Eureqa unfortunately does not allow users to create and use their own custom building blocks. Can you tell me more detail about your building block and what use cases you would use it for?
The building block, I am looking for is power(). The one in Eureqa right now, works this way- (variable)^variable. I want it to accept, (variable)^constant.
Please consider this a very strong, but respectful request to add user-defined building blocks (including constants) to Eureqa. For the use case where potentially-complicated physical relationships are to be derived from data, the ability to inject domain expertise will be vital. I recognize that the "data science" angle is a key marketing message behind Eureqa these days, but if we go back to the idea of using Eureqa to help derive new physics-driven relationships ( http://creativemachines.cornell.edu/natural_laws ), it will be unlikely for Eureqa to go beyond non-physics-based curve fits in the majority of cases if we can't give it more pointers and constraints than it presently allows.
To illustrate, my area of research involves gasdynamics. Suppose I have a problem where isentropic flow parameter ratios, or the total pressure ratio across a shock play roles in the outcome.
You can see in these equations that there are specific, non-trivial exponents, and algebraically complicated equations.

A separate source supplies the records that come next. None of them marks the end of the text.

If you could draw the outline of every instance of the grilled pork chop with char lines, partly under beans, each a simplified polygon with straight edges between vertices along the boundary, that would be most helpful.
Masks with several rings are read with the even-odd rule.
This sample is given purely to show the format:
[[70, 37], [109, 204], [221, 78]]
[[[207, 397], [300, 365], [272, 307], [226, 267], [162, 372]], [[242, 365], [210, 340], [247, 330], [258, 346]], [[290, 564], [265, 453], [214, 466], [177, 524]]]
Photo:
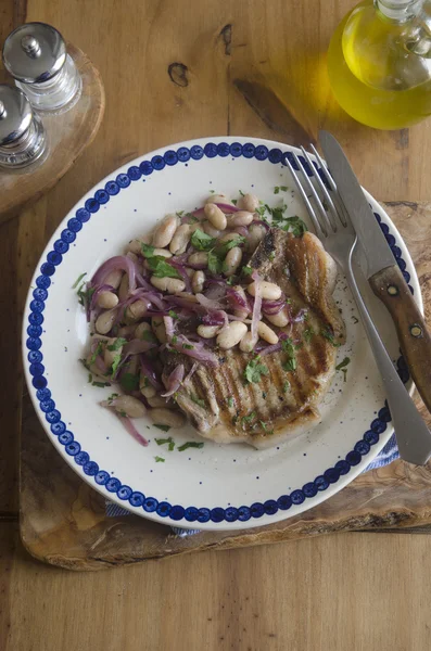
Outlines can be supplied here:
[[[333, 301], [335, 263], [320, 241], [309, 232], [301, 238], [271, 229], [250, 263], [263, 280], [277, 283], [290, 301], [293, 318], [306, 310], [303, 321], [284, 331], [290, 352], [262, 356], [268, 369], [258, 382], [244, 381], [248, 363], [255, 354], [239, 347], [219, 350], [217, 368], [199, 365], [177, 392], [179, 408], [198, 432], [217, 443], [248, 443], [271, 447], [292, 432], [309, 430], [319, 422], [318, 404], [329, 390], [334, 373], [337, 347], [344, 342], [344, 323]], [[302, 311], [304, 314], [304, 311]], [[289, 356], [295, 370], [287, 370]], [[166, 355], [164, 374], [178, 363], [178, 355]], [[191, 360], [181, 355], [186, 372]]]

If I try Nutonian on an exact set of numbers generated from say, the equation for the normal shock pressure ratio as a function of Mach number, it will reliably find gorgeous curve fits over the span of my numbers, with negligible numerical error. However, the formulae are very different from the equation on that second link for pt1/pt0. Physical insight cannot be gained from that great curve fit.
On the other hand, if I can define the building block for Normal Shock Pressure Ratio, or a building block to specifically exponentiate to the power of (gamma + 1)/(2(gamma - 1)) where gamma is a constant (similar to what Jayashree asked for), there's a fighting chance the formulas Eureqa finds are actually tied to the physics rather than just being great curve fits.
If we want to understand what's really going on from the answers Eureqa finds, rather than just having numerical correlations, it's not apparent how we can get there without be able to "teach" Eureqa about some of the complicated relationships that may be embedded.
By the way, what Eureqa does, it does very impressively. Thank you very much for making it available to academics.
Great question - we've definitely heard this request before. One workaround that we've suggested in the past is to set your target expression with the existing relationship that you already know exists, then add on + f(...) at the end of the expression to model the remainder of the variance.
As an extremely simple example, say you already know that your data should roughly fit a quadratic function. y = x^2+f1()*x + f2() + f3(x). That way, you begin by teaching Eureqa the relationship that you already know, but throw in additional term to model the part that isn't captured by that quadratic function.
Something else you may want to consider is creating new derived columns with the derived quantities (Normal Shock Pressure Ratio in your case) that are specific to your problem domain.
By doing so, you will inform Eureqa that it is important and relatively low complexity for your models.